Стало известно, что управляющий, а за ним и некоторые заводские чины подписались вместе с рабочими, отдавая свои тридцать копеек с каждого получаемого ими рубля. И об этом говорили все.

– Вот это да! Значит, и они, как мы, держатся за свой завод?

– Оно конечно, – говорили другие, – от больших-то рублей легче выделить долю, чем от малых копеек, когда каждый грош на счету.

– А могли бы не отдавать, – резонно замечали третьи.

Не глуп был Турчанино-Турчаковский – знал, что делал.

Прошла неделя, а потом другая.

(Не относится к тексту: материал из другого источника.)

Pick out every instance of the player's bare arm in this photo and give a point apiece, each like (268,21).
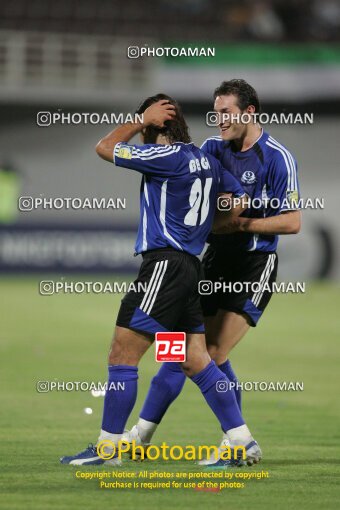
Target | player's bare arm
(157,114)
(285,223)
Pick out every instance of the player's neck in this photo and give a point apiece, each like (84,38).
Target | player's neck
(250,137)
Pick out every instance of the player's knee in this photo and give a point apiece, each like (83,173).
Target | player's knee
(195,364)
(212,350)
(120,356)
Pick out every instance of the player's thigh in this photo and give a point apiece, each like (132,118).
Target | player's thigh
(223,331)
(128,346)
(197,357)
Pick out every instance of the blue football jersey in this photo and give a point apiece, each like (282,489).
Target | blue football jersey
(178,194)
(268,174)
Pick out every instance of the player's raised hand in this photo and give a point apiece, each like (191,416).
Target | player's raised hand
(158,113)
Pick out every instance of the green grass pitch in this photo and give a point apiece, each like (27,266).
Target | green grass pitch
(66,337)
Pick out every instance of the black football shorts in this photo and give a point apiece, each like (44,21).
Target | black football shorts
(171,301)
(244,282)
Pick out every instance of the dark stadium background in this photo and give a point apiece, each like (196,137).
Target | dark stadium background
(71,56)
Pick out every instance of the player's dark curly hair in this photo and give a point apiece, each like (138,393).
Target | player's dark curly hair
(176,130)
(245,93)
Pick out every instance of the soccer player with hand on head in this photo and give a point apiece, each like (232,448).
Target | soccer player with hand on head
(179,189)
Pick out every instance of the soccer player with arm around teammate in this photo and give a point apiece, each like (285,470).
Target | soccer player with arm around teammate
(241,248)
(179,190)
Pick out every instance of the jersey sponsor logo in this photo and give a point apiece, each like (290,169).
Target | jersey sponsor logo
(293,197)
(170,346)
(248,177)
(125,153)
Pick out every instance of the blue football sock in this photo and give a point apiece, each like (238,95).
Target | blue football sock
(120,397)
(214,386)
(165,388)
(226,368)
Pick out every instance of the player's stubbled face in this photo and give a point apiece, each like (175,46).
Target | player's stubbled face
(230,127)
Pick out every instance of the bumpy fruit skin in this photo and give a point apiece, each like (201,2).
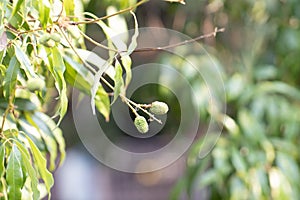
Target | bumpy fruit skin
(141,124)
(159,108)
(35,84)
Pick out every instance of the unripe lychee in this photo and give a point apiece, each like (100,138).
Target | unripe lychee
(141,124)
(35,84)
(159,108)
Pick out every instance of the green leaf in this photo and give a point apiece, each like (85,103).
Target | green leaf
(69,7)
(47,136)
(102,102)
(133,44)
(20,104)
(16,7)
(24,61)
(2,159)
(119,83)
(111,35)
(80,78)
(289,166)
(56,131)
(57,69)
(237,161)
(44,12)
(14,175)
(41,165)
(126,61)
(10,79)
(30,170)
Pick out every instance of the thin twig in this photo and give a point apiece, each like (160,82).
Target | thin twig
(212,34)
(142,109)
(96,43)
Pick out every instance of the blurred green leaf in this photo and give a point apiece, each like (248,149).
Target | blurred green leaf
(290,167)
(20,104)
(41,165)
(16,7)
(119,83)
(69,7)
(2,160)
(238,162)
(126,61)
(57,68)
(44,12)
(10,79)
(14,175)
(24,61)
(30,170)
(47,136)
(56,132)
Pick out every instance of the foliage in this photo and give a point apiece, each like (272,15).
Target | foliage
(257,155)
(42,51)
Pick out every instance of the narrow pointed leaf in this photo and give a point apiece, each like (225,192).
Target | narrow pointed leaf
(41,165)
(10,79)
(119,83)
(30,170)
(14,175)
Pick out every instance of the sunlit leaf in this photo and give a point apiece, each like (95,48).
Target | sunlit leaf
(10,79)
(20,104)
(119,83)
(44,12)
(24,61)
(47,136)
(132,46)
(56,132)
(2,159)
(16,7)
(69,7)
(126,61)
(30,170)
(57,68)
(14,175)
(41,165)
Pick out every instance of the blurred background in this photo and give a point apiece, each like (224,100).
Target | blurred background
(257,155)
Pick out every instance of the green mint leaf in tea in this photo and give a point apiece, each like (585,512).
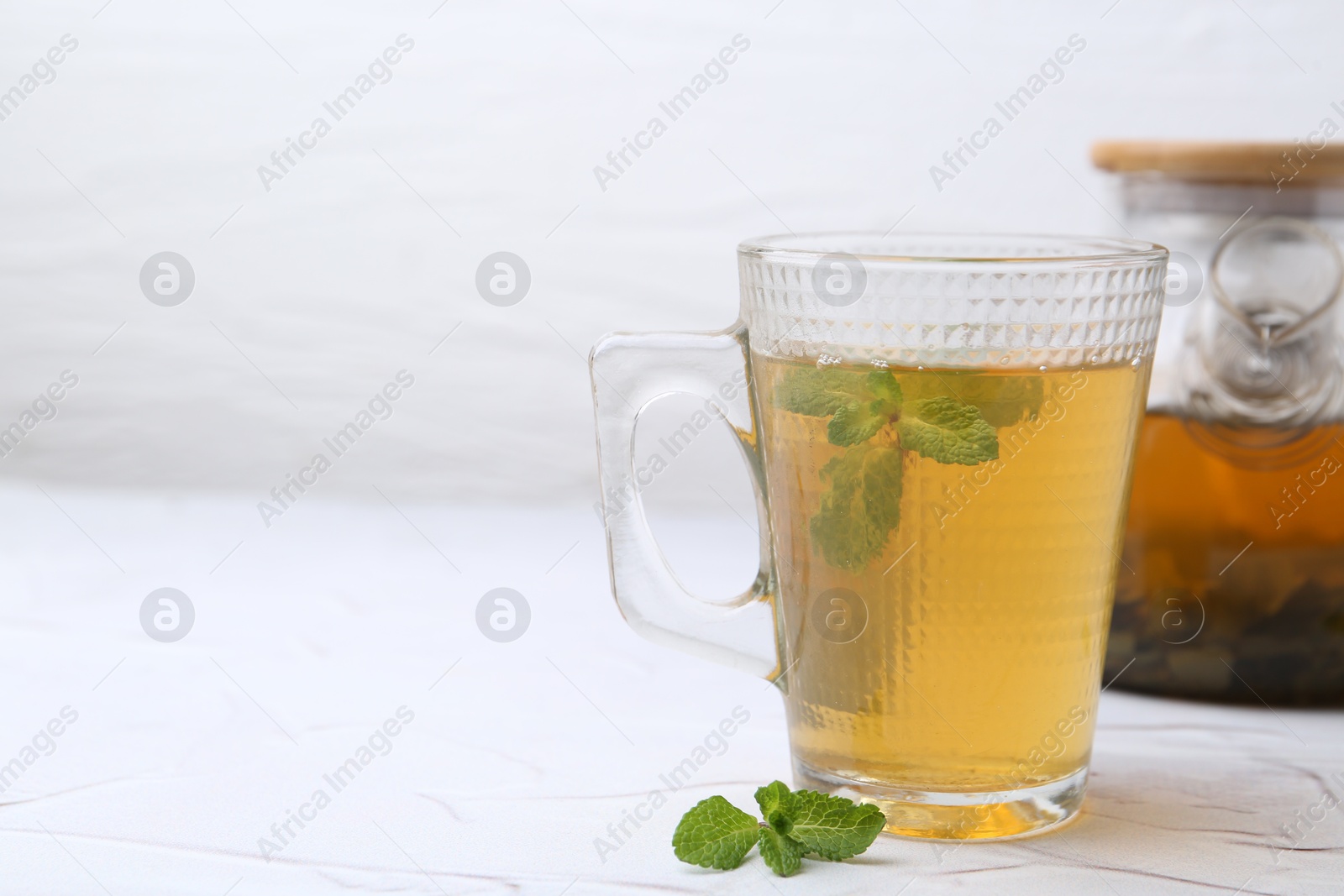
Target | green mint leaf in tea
(948,432)
(776,802)
(833,828)
(862,403)
(860,508)
(783,853)
(858,422)
(1003,401)
(714,835)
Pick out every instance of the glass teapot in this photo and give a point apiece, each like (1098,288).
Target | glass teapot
(1231,584)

Стали поговаривать, что зря, видно, собирали подписи, зря надеялись на казну. И когда рабочие готовы были махнуть рукой и ждать неизбежного конца, к дому Матвея Романовича подкатила карета управляющего.

– Его превосходительство просит вашу честь, господин Зашеин, не отказать в милости приехать к нему, – сказал прибывший лукавый писец, служивший при самом, при его квартире.

Лошади были посланы и за остальными девятью ходоками. Матвея Романовича везли на полных рысях, и кучер на всю плотину кричал: «Эй, поберегись!», хотя никого и не было на дороге в этот воскресный день.

Послы от цехов снова собрались в большой гостевой комнате господского дома. Тишина. Молчание. Сердца готовы выскочить от ожидания. Что-то скажет он… Зачем-то медлит… И все смотрят на бездвижную высокую двустворчатую белую дверь с золотой резной окантовкой по краям филенок.

Слышно, как считает секунды двухаршинный маятник старинных часов, стоящих на полу. А секунды длинны, как зимние ночи. Яркий день за окном и тот не светел.